Rather than do a simple book tour for his 2022 memoir Surrender: 40 Songs, One Story, U2 front man Bono did a series of theater appearances that were more like a one-man musical/book re-enactment, including the one captured at New York’s Beacon Theatre in the film Bono: Stories of Surrender. During the performance, captured in shimmering black-and-white by director Andrew Dominik (who has worked on varies filmed projects with Nick Cave, as well as features such as Blonde and The Assassination of Jesse James by the Coward Robert Ford), Bono walks and talks on stage, moving chairs around to represent his fellow band members, his late father, and even his wife, to tell the story of his life as a rock star, husband, son, and activist. It doesn’t take long for us to realize that often these various roles were in direct conflict with each other and that his entire life has been about finding ways to help them co-exist.
Bono opens the show with the most recent story, about his 2016 heart surgery, which was perhaps the greatest test of endurance and spirituality he’d ever faced. Certainly a man of faith most of his adult life, he says that while he was at his closest to death, he reached out to God, and God wasn’t there. A bit of shock for the Catholic-raised Irishman, he also looked at it as a moment where he had to be fully self-reliant.
As his storytelling continues, the three musicians join him on stage: music director/producer Jacknife Lee, Kate Ellis, and Gemma Doherty, providing a subtle soundtrack to his words and often transitioning into familiar songs in wildly different arrangements than U2 gave them. The show is meant to be more intimate at every turn, and these sparse but still soaring tunes make it all the more so.
At times, Bono’s wild thrashing on stage feels more like performance art than a simple storytelling, and it doesn’t always work. Certainly lines and jokes don’t land like he clearly thinks they will, whether they are humorous or dramatic in nature. But no matter where he takes us on his journey, it’s the moment he recalls sitting (often in silence) at the local pub with his father that are the most meaningful. It’s clear that not everything we see on screen was done before an audience. The camera gets too close to its subject in certain moments, and Bono’s acting skills aren’t always up to the challenge of pretending he's standing in front of several hundred people. Not that he or Dominick is trying to fool us, but it does break the live feel of much of the production, and I’m not sure it’s always worth it.
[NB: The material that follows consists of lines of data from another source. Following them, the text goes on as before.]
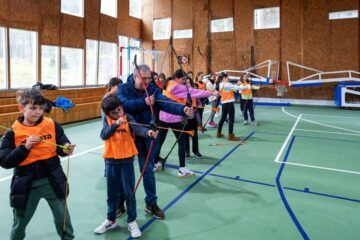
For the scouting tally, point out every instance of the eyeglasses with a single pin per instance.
(116, 111)
(147, 78)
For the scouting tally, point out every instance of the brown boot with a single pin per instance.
(219, 135)
(232, 137)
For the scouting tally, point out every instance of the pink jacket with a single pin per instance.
(180, 91)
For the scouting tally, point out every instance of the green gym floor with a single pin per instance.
(295, 176)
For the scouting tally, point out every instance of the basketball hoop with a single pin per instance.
(281, 87)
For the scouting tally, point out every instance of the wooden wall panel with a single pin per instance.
(244, 32)
(127, 26)
(50, 24)
(23, 14)
(92, 9)
(147, 23)
(108, 31)
(162, 8)
(201, 34)
(72, 31)
(221, 9)
(182, 15)
(45, 17)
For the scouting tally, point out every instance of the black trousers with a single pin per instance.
(180, 136)
(227, 109)
(192, 125)
(249, 107)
The actual live shows were considerably longer than this film (which clocks in under 90 minutes), and a couple more songs would have been nice, especially since the whole premise of his book is that 40 songs can tell his story just as well as a proper memoir. The personal revelations are great, but it still feels like he’s giving us the legend rather than the truth. His language is too vivid (not a complaint) to feel like anything he’s telling us is 100 percent factual, but I don’t think I’d want to drop any of the versions of these events from the show. The film is not a proper pulling-back of the curtain, or perhaps it is but instead of us looking backstage, we’re already backstage looking at these retold events on stage. I’m glad Bono got these stories told and captured on film for posterity, but I can’t imagine I’d ever feel compelled to watch this work again.